BONDYE BENI OU: NARRATIVAS E COMUNIDADES DE HAITIANOS EVANGÉLICOS

Bondye beni ou: lugaridades com haitianos evangélicos

“Bondye beni ou!” é uma das saudações mais utilizadas para receber quem entra em uma
igreja evangélica haitiana. Corresponde ao nosso famoso “Deus te abençoe!”, uma saudaçãomanifestação
da faticidade religiosa que permeia os mundos da vida de quem vivencia a
experiência religiosa. Esperar que Deus abençoe alguém implica assumir tanto a existência da
divindade quanto a vida do outro. Nesse sentido, a divindade se manifesta nas relações de
alteridade no mundo vivido: é na aparição do outro que Deus abençoa. A presente pesquisa
teve como objetivo compreender aspectos da experiência religiosa evangélica de haitianos no
contexto migratório a partir da análise de lugaridades, construídas em entrevistas com
haitianos e brasileiros que tiveram experiências de migração e com imigrantes,
respectivamente. O suporte teórico-metodológico se insere na interlocução entre geografia e
fenomenologia, um encontro que tem se mostrado profícuo. Entretanto, esse encontro ainda
está por exercer influências nos estudos populacionais da ciência geográfica. Esse foi o
grande desafio que enfrentamos: encontrar caminhos para uma análise fenomenológica de
temas como o da fronteira, predominantemente estudados por outras abordagens. A partir das
noções de mundos da vida (HEIDEGGER, 2010) e geograficidade (DARDEL, 2011),
pensamos a religião como experiências do mundo vivido dos sujeitos da pesquisa que foram
narradas em contato pessoal e prolongado com a pesquisadora. Construímos nossas reflexões
a partir das referências geográficas lugar e mundo, desdobradas em nosso estudo como
mundanidades e lugaridades aqui entendidas como expressões sentidas das
microterritorialidades. Esta pesquisa surgiu de um incômodo sentido quando já estávamos em
campo. Ao lermos notícias sobre a comunidade pesquisada, percebemos que as ideias
subjacentes não manifestavam o que os membros da comunidade pensavam sobre si mesmos.
As ideias divulgadas na mídia e em entrevistas com estudiosos reforçavam a posição de que a
abertura de igrejas evangélicas por haitianos responderia unicamente a que eles estariam
sendo manipulados pelas igrejas evangélicas brasileiras as quais estariam promovendo a
despersonalização da haitianidade, como se esta tivesse apenas um modo de ser-no-mundo.
No período de nossa pesquisa, vivenciamos a construção de uma nova lugaridade religiosa.
Insatisfeita com a estrutura organizacional brasileira, que tolerava as diferenças mas requeria
uma uniformização progressiva, assim como com os conflitos de compreensão sobre as
relações de membresia, a comunidade haitiana pesquisada, sob a liderança de seu pastor
também haitiano, decidiu se desvincular de uma Igreja brasileira e se filiar a outra.
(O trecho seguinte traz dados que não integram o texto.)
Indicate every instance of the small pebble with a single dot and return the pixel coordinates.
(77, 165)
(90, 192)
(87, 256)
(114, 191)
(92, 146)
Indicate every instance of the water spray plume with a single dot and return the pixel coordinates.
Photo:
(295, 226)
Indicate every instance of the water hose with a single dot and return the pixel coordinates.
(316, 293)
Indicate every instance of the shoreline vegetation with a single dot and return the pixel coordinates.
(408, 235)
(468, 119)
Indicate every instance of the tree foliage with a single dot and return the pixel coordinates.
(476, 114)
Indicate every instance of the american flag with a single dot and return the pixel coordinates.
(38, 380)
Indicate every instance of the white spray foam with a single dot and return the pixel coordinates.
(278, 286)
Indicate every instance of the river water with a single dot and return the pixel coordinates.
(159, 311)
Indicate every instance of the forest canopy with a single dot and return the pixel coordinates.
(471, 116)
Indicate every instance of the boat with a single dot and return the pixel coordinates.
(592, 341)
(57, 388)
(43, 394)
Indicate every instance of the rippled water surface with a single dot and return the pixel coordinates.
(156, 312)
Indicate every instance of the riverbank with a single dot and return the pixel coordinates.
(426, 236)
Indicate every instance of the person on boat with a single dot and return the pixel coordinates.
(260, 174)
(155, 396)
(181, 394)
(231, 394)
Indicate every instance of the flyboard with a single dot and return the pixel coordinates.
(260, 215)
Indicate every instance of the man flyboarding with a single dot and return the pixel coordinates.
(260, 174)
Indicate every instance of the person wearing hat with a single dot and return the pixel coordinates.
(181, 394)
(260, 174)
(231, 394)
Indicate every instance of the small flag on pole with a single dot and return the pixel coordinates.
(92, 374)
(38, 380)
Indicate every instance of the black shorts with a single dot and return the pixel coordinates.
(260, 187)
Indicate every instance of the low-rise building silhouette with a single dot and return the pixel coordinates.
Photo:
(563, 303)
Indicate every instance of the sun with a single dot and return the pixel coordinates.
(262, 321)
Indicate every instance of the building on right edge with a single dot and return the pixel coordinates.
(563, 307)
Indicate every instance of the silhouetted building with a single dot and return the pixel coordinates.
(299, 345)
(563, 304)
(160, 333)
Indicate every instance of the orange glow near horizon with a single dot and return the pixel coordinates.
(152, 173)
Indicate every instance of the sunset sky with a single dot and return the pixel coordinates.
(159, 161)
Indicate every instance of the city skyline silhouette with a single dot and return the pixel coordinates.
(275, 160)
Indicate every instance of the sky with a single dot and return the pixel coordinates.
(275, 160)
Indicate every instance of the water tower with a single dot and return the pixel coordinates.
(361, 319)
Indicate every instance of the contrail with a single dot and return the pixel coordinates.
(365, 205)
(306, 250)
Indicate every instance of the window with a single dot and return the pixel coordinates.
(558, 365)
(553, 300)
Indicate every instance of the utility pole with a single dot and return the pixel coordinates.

Limitar a
riqueza dessa experiência à vinculação de membresia ou a preconceitos disfarçados (discursos
sobre “despersonalização” ou a prova de uma suposta “inautenticidade” da fé por causa até
mesmo de hábitos de higiene) é empobrecer o sentido da experiência religiosa na vida das
pessoas. Por esses motivos, acreditamos ter alcançado o propósito deste estudo ao
desvelarmos a geograficidade em alteridade dos mundos (próprio, circundante e
compartilhado) dos haitianos evangélicos que participaram deste estudo, considerando a
experiência como escala geográfica e o sujeito como lugar ao mergulharmos em suas
narrativas a partir das quais as lugaridades dessas experiências foram construídas.